Command-line version
- Load crispRdesignR with
library(crispRdesignR)
and ensure that your genome of interest is installed. The following commands can be used to output the same data tables as in the GUI version.
sgRNA Design
All data can be generated without the graphic interface by using a single function: sgRNA_design(userseq, genomename, gtfname, userPAM, calloffs = TRUE, annotateoffs = TRUE)
userseq
: The target sequence to generate sgRNA guides for. Can either be a character sequence containing DNA bases or the name of a fasta/text file in the working directory.
genomename
: The name of a genome (in BSgenome format) to check for off-targets in. These genomes can be downloaded through BSgenome or compiled by the user.
gtfname
: The name of a genome annotation file (.gtf) in the working directory to check off-target sequences against.
userPAM
: An optional argument used to set a custom PAM for the sgRNA. If not set, the function will default to the "NGG" PAM. Warning: Doench efficieny scores are only accurate for the "NGG" PAM.
calloffs
: If TRUE, the function will search for off-targets in the genome chosen specified by the genomename argument. If FALSE, off-target calling will be skipped.
annotateoffs
: If TRUE, the function will provide annotations for the off-targets called using the genome annotation file specified by the gtfname argument. If FALSE, off-target annotation will be skipped.
sgRNA Data Retrieval
The data on the generated sgRNA sequences can be retrieved with: getsgRNAdata(x)
x
: The raw data generated by sgRNA_design()
Off-Target Data Retrieval
The additional off-target data can be retrieved with getofftargetdata(x)
x
: The raw data generated by sgRNA_design()
Example:
testseq <- "GGCAGAGCTTCGTATGTCGGCGATTCATCTCAAGTAGAAGATCCTGGTGCAGTAGG" usergenome <- BSgenome.Scerevisiae.UCSC.sacCer2::BSgenome.Scerevisiae.UCSC.sacCer2 gtfname <- "Saccharomyces_cerevisiae.R64-1-1.92.gtf.gz" annotation_file <- system.file("example_data", gtfname, package = "crispRdesignR") alldata <- sgRNA_design(testseq, usergenome, annotation_file)
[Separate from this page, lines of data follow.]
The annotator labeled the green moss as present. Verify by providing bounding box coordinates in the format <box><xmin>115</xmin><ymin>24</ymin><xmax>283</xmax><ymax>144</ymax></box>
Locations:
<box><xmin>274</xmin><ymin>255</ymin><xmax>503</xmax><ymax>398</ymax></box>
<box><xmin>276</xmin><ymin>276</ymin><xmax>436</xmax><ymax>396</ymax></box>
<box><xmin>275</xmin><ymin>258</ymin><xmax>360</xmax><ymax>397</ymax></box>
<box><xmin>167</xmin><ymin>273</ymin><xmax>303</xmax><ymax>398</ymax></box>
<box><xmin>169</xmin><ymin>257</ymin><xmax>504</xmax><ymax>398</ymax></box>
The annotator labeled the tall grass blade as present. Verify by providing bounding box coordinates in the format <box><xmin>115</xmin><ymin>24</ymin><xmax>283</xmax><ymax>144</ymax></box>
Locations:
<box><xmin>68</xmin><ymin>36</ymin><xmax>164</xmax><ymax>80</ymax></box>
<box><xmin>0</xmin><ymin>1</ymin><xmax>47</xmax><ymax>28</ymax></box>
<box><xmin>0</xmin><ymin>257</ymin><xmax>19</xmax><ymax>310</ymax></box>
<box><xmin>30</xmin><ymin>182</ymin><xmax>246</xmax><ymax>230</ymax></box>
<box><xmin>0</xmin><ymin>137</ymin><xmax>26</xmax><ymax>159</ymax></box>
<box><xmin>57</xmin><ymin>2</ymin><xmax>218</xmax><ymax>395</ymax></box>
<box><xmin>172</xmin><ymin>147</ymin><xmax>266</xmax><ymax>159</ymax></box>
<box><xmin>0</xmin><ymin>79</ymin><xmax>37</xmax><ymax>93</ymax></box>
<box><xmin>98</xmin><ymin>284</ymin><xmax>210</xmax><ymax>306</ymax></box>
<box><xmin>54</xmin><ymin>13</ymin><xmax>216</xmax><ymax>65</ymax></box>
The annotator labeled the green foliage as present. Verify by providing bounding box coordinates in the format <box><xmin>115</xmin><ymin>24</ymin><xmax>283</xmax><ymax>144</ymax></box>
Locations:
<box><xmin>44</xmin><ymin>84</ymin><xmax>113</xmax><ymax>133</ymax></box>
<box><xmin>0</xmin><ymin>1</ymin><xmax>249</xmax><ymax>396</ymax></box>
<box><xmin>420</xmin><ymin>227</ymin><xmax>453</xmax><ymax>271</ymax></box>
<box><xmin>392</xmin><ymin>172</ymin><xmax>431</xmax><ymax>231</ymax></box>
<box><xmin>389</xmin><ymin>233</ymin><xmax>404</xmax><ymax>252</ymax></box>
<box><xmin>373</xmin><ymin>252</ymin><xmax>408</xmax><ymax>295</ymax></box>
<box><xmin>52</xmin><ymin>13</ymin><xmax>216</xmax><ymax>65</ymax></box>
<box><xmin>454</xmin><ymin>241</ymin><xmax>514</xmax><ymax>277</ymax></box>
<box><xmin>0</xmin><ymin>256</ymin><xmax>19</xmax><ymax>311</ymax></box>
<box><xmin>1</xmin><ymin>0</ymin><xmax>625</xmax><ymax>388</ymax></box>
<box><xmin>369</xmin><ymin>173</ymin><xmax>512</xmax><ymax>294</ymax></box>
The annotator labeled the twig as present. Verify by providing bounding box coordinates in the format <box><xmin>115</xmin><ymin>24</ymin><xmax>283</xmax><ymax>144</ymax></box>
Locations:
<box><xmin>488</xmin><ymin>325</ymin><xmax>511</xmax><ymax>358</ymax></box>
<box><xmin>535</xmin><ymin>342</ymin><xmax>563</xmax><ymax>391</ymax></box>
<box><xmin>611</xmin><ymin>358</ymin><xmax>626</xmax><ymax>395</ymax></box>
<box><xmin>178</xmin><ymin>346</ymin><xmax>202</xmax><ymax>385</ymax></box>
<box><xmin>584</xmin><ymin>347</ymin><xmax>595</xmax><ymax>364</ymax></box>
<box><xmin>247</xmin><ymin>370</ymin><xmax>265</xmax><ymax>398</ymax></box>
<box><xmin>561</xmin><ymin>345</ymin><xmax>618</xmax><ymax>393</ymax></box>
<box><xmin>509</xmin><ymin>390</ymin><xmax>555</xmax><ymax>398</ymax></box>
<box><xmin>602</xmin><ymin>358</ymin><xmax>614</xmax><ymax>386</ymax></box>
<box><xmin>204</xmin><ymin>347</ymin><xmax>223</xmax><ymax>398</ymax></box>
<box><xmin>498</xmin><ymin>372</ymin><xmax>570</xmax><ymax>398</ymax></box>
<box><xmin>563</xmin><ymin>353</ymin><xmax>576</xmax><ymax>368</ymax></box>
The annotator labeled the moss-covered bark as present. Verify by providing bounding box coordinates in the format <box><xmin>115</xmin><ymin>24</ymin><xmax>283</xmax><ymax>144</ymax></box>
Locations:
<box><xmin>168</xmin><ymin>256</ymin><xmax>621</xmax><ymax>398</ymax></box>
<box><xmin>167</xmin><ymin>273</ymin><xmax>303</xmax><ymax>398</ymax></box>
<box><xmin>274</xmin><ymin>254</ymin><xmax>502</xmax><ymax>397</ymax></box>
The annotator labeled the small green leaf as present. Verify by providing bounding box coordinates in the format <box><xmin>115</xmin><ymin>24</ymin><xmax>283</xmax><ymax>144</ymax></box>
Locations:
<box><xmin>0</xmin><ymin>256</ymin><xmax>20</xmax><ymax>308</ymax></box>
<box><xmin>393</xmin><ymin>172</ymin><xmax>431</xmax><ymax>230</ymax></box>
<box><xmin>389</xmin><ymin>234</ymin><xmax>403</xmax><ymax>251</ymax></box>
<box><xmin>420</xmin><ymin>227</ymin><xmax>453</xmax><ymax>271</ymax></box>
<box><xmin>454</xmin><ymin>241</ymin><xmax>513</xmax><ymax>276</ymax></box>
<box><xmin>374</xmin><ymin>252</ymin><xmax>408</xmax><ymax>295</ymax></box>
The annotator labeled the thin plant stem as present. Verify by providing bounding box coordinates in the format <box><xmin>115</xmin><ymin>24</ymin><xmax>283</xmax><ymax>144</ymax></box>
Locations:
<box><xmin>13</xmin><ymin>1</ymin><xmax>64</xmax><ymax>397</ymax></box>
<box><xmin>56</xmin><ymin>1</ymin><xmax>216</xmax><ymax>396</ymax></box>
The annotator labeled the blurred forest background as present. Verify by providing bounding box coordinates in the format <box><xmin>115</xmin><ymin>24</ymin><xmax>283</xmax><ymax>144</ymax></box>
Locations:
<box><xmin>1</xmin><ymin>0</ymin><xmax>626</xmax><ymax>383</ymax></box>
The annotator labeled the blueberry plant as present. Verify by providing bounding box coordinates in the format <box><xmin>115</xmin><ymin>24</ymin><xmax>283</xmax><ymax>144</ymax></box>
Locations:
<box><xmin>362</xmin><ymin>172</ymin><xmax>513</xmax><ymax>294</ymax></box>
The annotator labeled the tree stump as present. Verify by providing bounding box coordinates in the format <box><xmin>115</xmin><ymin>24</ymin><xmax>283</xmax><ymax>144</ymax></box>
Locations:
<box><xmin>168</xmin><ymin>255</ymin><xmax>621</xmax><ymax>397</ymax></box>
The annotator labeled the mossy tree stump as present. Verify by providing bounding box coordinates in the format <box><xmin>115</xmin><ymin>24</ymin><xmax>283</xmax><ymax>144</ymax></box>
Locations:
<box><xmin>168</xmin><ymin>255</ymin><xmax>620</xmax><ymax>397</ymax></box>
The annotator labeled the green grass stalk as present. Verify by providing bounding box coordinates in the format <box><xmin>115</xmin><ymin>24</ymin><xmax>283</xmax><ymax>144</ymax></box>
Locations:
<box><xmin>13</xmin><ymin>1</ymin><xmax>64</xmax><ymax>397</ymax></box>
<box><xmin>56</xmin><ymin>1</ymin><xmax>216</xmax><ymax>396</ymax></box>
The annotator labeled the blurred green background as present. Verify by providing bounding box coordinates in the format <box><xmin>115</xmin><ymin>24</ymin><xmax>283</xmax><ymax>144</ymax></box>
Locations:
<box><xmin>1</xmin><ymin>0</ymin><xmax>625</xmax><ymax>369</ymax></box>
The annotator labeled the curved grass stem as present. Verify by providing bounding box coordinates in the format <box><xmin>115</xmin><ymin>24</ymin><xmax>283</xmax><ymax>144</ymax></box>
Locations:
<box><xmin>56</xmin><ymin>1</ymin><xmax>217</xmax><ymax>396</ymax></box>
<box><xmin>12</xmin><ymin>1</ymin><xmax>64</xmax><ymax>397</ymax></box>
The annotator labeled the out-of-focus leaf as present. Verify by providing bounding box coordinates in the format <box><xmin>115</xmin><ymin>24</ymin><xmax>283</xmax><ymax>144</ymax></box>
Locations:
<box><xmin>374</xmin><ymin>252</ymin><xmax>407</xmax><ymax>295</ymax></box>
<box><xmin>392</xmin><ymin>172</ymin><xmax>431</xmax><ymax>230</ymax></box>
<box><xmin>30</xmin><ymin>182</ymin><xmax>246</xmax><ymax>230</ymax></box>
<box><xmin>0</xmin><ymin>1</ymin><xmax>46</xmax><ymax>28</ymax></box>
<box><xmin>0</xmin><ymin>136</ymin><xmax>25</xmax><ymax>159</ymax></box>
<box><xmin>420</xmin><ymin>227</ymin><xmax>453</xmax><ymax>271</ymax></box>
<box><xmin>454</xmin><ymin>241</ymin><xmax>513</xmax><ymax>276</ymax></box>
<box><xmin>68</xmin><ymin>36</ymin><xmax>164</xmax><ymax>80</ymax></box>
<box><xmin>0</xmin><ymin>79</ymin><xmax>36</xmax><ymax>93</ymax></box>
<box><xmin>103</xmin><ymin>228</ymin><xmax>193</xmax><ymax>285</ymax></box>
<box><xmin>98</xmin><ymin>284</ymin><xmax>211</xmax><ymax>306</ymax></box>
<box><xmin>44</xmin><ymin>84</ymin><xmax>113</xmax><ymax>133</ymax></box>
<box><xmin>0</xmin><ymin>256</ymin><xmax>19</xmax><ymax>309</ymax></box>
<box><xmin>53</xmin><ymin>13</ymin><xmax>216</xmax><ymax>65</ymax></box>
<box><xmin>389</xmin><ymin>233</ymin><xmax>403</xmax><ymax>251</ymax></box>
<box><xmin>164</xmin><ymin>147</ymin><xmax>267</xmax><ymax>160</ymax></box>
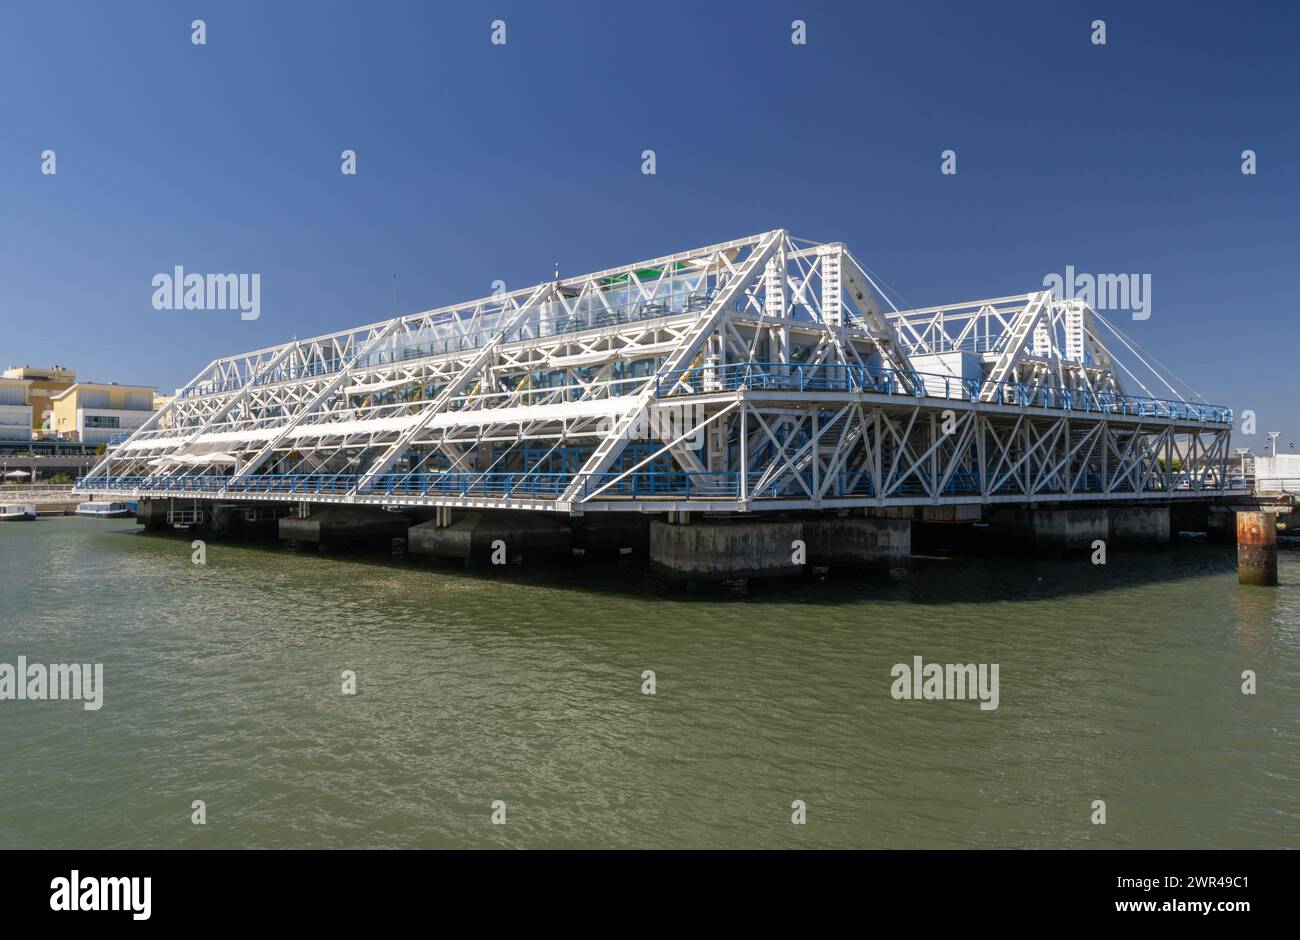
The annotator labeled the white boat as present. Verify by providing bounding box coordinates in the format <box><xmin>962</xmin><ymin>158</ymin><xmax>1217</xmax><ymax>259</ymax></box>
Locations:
<box><xmin>0</xmin><ymin>503</ymin><xmax>37</xmax><ymax>521</ymax></box>
<box><xmin>75</xmin><ymin>500</ymin><xmax>134</xmax><ymax>518</ymax></box>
sgRNAdata <- getsgRNAdata(alldata)
offtargetdata <- getofftargetdata(alldata)
Example:
exampledata <- sgRNA_design("DAK1.fasta", BSgenome.Scerevisiae.UCSC.sacCer2, "Saccharomyces_cerevisiae.R64-1-1.92.gtf.gz", "NAG", calloffs = TRUE, annotateoffs = FALSE)
Example Data
Example Data is located in /inst/ folder. To use the DAK1.fasta file, place it in the working directory and refer to it in crispRdesignR. The DAK1_short.txt file contains a short DNA sequence that can be copied and pasted into crispRdesignR. Both sequences are native to the DAK1 gene in Saccharomyces cerevisiae. The "Saccharomyces_cerevisiae.R64-1-1.92.gtf.gz" file is a genome annotation file for Saccharomyces cerevisiae and must also be placed in the working directory (when using the command line version).